Erano le nove di sera, e fuori era pieno di ragazzi urlanti e accaldati che supplicavano urlando di entrare.
-Non dare il permesso ai bodyguard di far entrare nessuno finchè non arriva il gruppo d’apertura!- aveva esclamato il suo capo deciso,- E spera per te che siano in orario!- aveva aggiunto dopo un lento sorso di bourbon in tono minaccioso.
Trenta minuti e ancora niente, fino a che i ragazzi fuori scoppiarono in un boato, annunciando l’arrivo dei loro idoli musicale: gli Arctic Monkeys.
Stevenson si alzò, quasi inciampando nel gambi della sedie, e prese a trafficare nelle proprie tasche per cercare il telefono. Doveva assolutamente chiamare le ragazze.
Nel preciso momento in cui aveva finito di comporre il numero di Candy, due uomini alti, con indosso una t-shirt bianca con la scritta rossa “Staff”, si fecero spazio tra lafolla, facendo finalmente entrare i quattro ragazzi nel locale semi deserto, se non per il catering che stava ancora facendo gli ultimi accorgimenti.
-Pronto?-
-Muovetevi!- esclamò sotto voce l’uomo, per poi attaccarle il telefono in faccia. Si sistemò gli orli della giacca, prese un bel respiro e si diresse verso il gruppo a braccia aperte, in segno di benvenuto.
-Benvenuti al Viper Room, ragazzi!
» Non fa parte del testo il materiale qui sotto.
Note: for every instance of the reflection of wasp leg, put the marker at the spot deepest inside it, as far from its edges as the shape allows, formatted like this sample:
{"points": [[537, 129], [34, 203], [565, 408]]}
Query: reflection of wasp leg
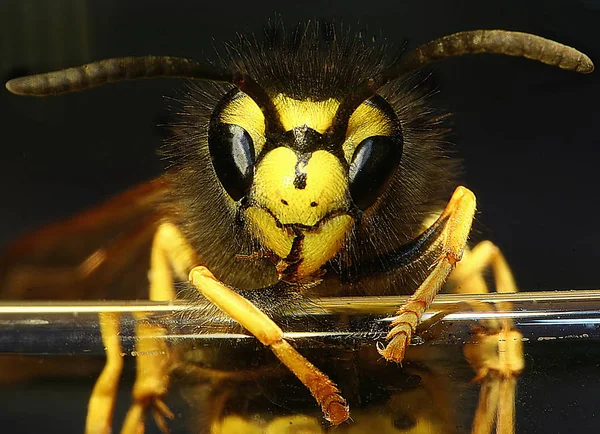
{"points": [[171, 249], [269, 334], [103, 397], [459, 214], [153, 360], [496, 351]]}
Io sono Richard Stevenson e sono a vostra completa disposizione!- esclamò esaltato.
I quattro ragazzi si guardarono sogghiganti, fino a che per primo Matt Helders non tese la mano a Stevenson per presentarsi, gesto che fu subito imitato dagli altri tre.
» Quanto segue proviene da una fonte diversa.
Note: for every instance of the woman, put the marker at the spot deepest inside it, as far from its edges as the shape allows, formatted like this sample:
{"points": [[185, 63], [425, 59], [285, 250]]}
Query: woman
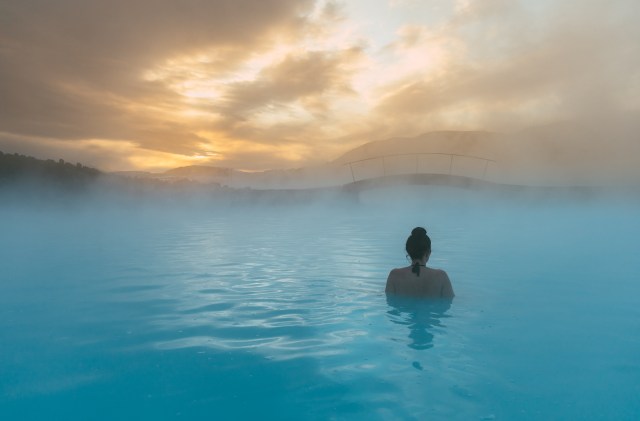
{"points": [[418, 280]]}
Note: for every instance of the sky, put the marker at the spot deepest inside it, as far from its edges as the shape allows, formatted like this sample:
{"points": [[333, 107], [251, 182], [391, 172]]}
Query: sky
{"points": [[264, 84]]}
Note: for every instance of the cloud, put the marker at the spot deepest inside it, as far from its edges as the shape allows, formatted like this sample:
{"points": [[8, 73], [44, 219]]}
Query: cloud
{"points": [[292, 82]]}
-Bene- sospirò l’uomo nervoso ed impaziente,- perchè non bevete qualcosa?- domandò, scrostandoli con lo sguardo verso il bar. I quattro sembrarono più che felici di accettare: tutti si sedettero al bancone, ordinando i propri drink.
-Dov’è l’altro gruppo?- domandò Nick O’Malley, ancora in attesa del proprio margarita.
-Oh, beh, si sono stati dei contrattempi... Sa come sono le donne!-
Matt per poco non si strozzò con la sua birra, e le facce di Jamie ed Alex testimoniarono il fatto che non erano stati informati.
-Donne?! Nessuno ha detto che a suonare prima di noi ci sarebbe stata una girl band!- esclamò Jamie scioccato, -Che figura ci facciamo a suonare dopo quattro ragazze che cantano una canzone su quanto è bello andare a fare shopping o organizzare pigiama party?!-
-A me non dispiace che ci siano ragazze.- sussurrò Matt sorridendo,-a patto che siano carine, si intende!-
La porta si aprì di scatto, facendo trasalire tutti. Delle voci e delle figure irruppero nella stanza.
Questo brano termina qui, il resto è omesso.